Results of relative change rate of melanin MI values of samples No. 71-5 in Table
As can be seen from fig. 9 and table 7, the nanocomposite cream of sample No. 1 and sample No. 2 can significantly reduce the melanin content of the skin, which indicates that the nano-composition prepared by the high-pressure homogenization treatment and the high-speed microjet treatment of the present application has significant whitening effect; the sample No. 3 is common cream with the active ingredients and the content the same as that of the sample No. 2, and compared with the sample No. 3, the nano composite cream of the sample No. 2 has obvious difference on the reduction of melanin content, which shows that the whitening effect of the active substances is obviously enhanced after the active substances are encapsulated by the nano composition; the total active content of the samples 2 to 5 is the same, and as can be seen from fig. 9 and table 7, compared with the samples 4 and 5, the samples 2 and 3 have significant difference in the reduction of melanin content, which indicates that the HPR and niacinamide used in combination can be synergistic and have better whitening effect than the HPR or niacinamide used alone.

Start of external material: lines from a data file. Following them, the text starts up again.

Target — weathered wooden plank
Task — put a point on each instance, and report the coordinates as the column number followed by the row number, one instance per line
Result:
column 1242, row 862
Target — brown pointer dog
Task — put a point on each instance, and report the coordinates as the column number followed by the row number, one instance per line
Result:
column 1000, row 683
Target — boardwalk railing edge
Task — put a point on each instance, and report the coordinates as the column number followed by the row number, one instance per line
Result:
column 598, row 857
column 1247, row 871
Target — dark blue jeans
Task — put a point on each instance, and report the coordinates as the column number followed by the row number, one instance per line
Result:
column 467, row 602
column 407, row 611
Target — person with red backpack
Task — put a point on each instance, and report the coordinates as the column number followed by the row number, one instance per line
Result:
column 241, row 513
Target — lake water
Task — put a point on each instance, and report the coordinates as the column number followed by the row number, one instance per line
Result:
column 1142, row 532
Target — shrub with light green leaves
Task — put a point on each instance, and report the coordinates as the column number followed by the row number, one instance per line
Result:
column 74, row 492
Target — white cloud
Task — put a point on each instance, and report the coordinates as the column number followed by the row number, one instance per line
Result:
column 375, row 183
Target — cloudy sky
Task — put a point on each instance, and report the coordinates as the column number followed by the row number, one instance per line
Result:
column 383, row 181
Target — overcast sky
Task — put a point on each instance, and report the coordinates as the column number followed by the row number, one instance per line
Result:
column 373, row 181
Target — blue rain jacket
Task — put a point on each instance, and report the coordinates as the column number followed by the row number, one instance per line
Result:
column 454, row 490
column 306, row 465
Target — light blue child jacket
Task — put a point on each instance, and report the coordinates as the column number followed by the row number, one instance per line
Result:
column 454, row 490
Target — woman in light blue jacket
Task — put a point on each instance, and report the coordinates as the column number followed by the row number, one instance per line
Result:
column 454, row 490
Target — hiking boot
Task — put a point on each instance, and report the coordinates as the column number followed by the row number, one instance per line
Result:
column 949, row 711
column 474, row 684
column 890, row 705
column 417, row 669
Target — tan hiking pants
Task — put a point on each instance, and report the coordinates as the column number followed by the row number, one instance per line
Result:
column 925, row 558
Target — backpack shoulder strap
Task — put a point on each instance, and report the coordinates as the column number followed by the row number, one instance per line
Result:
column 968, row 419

In conclusion, the nano composition prepared by the invention can effectively improve the stability of the active substance, reduce the irritation of the active substance, promote the targeted transdermal delivery of the hydroxy pinatone retinoic acid ester, the nicotinamide and the glycyrrhetinic acid to the active epidermis and the dermis tissues, can be retained at high concentration for a long time, obviously improve the bioavailability of the active ingredient, realize the transdermal targeted delivery of the three active ingredients, and realize synergistic synergy when the three active ingredients are matched.
Although the present invention has been described with reference to the preferred embodiments, it should be understood that various changes and modifications can be made therein by those skilled in the art without departing from the spirit and scope of the invention as defined in the appended claims.